O outro tipo de dualismo, apelidado por Hans Jonas de “Iraniano”, é ilustrado pelos sistemas gnósticos identificados como de origem persa (daí o nome), tais como o Maniqueísmo e o Mandeanismo. Há neles dois princípios básicos e opostos existindo desde sempre, descritos mitologicamente como o reino da luz e o reino da escuridão, ou o Bem e o Mal. São herdeiros de uma antiga metafísica persa, cujo representante mais notável é o pensamento dualista do profeta Zoroastro (ou Zaratustra). Se, para o dualismo “Sírio-Egípcio”, o Mal corresponde a um nível decaído do Ser, um elemento degradado da divindade, para o dualismo “Iraniano”, ele é um princípio permanente.
De todo modo, apesar de suas diferenças, há algo de comum nos dualismos gnósticos que os distinguem de outros sistemas dualistas tradicionais, incluindo o próprio Zoroastrismo. Segundo este, a oposição entre Bem e Mal não coincide com uma dicotomia entre espiritual e corporal (ou material), uma vez que os polos opostos se acham misturados no mundo material e corpóreo. Não há uma disjunção absoluta entre o Bem e o mundo. Da mesma forma, no dualismo platônico entre o mundo das ideias e o mundo sensível, não encontramos nada parecido com a hostilidade gnóstica à realidade mundana. Como mostra Voegelin em Science, Politics and Gnosticism, o mundo de Platão era um cosmos bem-ordenado, onde o homem helênico sentia-se em casa. Assim também, o dualismo judaico-cristão entre Bem e Mal, ou entre Deus e Diabo, não implica nenhuma associação inequívoca do mundo (ou do corpo) com o Mal. Ao contrário, o mundo judaico-cristão é aquele que, como diz o Gênese, Deus criou e achou bom.
Diferente dos anteriores, o dualismo gnóstico tem como característica predominante um radical anticosmismo, ou seja, uma avaliação radicalmente negativa do mundo visível e de seu criador, agrupados, ambos, num campo semântico que inclui noções como as de “escuridão”, “crueldade”, “ignorância”, “envenenamento”, esquecimento”, “desespero”, “solidão”. O mundo criado pelo demiurgo maligno é completamente apartado do “verdadeiro” Deus.

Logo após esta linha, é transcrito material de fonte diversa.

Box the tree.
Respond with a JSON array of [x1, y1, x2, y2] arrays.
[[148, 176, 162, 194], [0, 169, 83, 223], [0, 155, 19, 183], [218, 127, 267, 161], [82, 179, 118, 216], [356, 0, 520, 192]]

Esse desprezo gnóstico pelo mundo, decorrente da associação do material com o maligno, chamou a atenção de Plotino, filósofo neoplatônico que notou aí uma deturpação das ideias originais de Platão. Em seu tratado contra os Gnósticos – ou “aqueles que afirmam que o Criador do Cosmos e o próprio Cosmos são malignos” (Enéadas II, 9) –, o filósofo elabora uma crítica contundente ao anticosmismo, afirmando que a gradação descendente da ordem do Ser (das formas puras às coisas sensíveis) não justificaria em hipótese alguma a rejeição dos níveis ontológicos inferiores. Em suas palavras: “Os que reprovam a constituição do cosmos não compreendem o que fazem, ou para onde os levará a sua audácia. Não entendem haver uma ordem sucessiva de primários, secundários, terciários, e assim continuamente até as origens. Não percebem que nada pode receber a culpa de ser inferior aos fundamentos primeiros; que só podemos aceitar, humildemente, a constituição do todo, e seguir o melhor possível até a causa primeira, recusando o espetáculo trágico, tal como os gnósticos o enxergam, das esferas cósmicas – que, na verdade, são em tudo suaves e graciosas. E o que, afinal, há de tão terrível nessas esferas a ponto de assustar pessoas pouco acostumadas a pensar?... Não temos o direito de pedir que todos os homens sejam bons, ou lamentar que essa virtude universal seja impossível: isso seria repetir o erro de confundir a nossa esfera de existência com o Ser Supremo, e tratar o mal como uma espécie de fracasso do conhecimento”.
Plotino faz aí um alerta prévio contra a imaginação utópica. Sua polêmica com os gnósticos é tão mais significativa na medida em que os elementos da cosmologia gnóstica são muito semelhantes à nova cosmologia platônica, esboçada no Timeu, e mais tarde desenvolvida por Ptolomeu em Almagesto. Trata-se do famoso modelo geocêntrico – mais tarde superado pelo heliocentrismo copernicano – que colocava a Terra no centro do universo, sendo circundada por sete esferas, ocupadas por Lua, Mercúrio, Vênus, Sol, Marte, Júpiter e Saturno (daí a alusão de Plotino ao mencionar o terror que elas infligiam aos gnósticos). Acima da sétima esfera, havia ainda uma oitava, a das estrelas fixas. Foi sobre esse fundo cosmológico comum a toda a antiguidade pré-copernicana que os gnósticos propuseram a sua interpretação particular.
Na visão tradicional de Platão, o cosmos era uma totalidade perfeitamente ordenada. Segundo a célebre expressão de Leibniz – que, nesse aspecto, escrevendo séculos mais tarde, manteve-se fiel ao espírito platônico –, o cosmos atual seria “o melhor dos mundos possíveis”. Para os gnósticos, ao contrário, as esferas planetárias são habitadas por criaturas demoníacas (os Archons), que, governando o cosmos de forma tirânica, impediriam a sua transição para o domínio supracósmico e divino (o Pleroma). O universo gnóstico, o domínio dos Archons, é concebido como uma vasta prisão, cuja masmorra central é a Terra, cenário onde se desenrola o drama da existência humana. Nesse esquema, portanto, o homem vê-se encarcerado no mais profundo interior do cosmos. Ao redor e acima da Terra estão as esferas cósmicas, dispostas em círculos concêntricos cada vez mais inclusivos.
Usualmente, como dito acima, as esferas são em número de oito (os sete planetas do sistema solar (hebdomas) mais a camada das estrelas fixas), mas em muitos sistemas gnósticos há uma tendência a multiplicar essa estrutura, fazendo o esquema expandir-se notavelmente, até o ponto em que as esferas, ou “céus”, são contados em centenas. Independentemente do número de esferas, todavia, o panorama geral é a de uma imensa vastidão que separa o homem do Outro Mundo e de sua verdadeira natureza divina. Essa vastidão não se mede apenas por uma distância espacial, mas, sobretudo, pela atuação constante de forças demoníacas. A vastidão e a multiplicidade do sistema cósmico expressam o quão distante de Deus, e de sua própria essência, está o homem. Daí decorre toda uma antropologia filosófica e um sistema moral que merecem ser mais bem examinados no próximo artigo.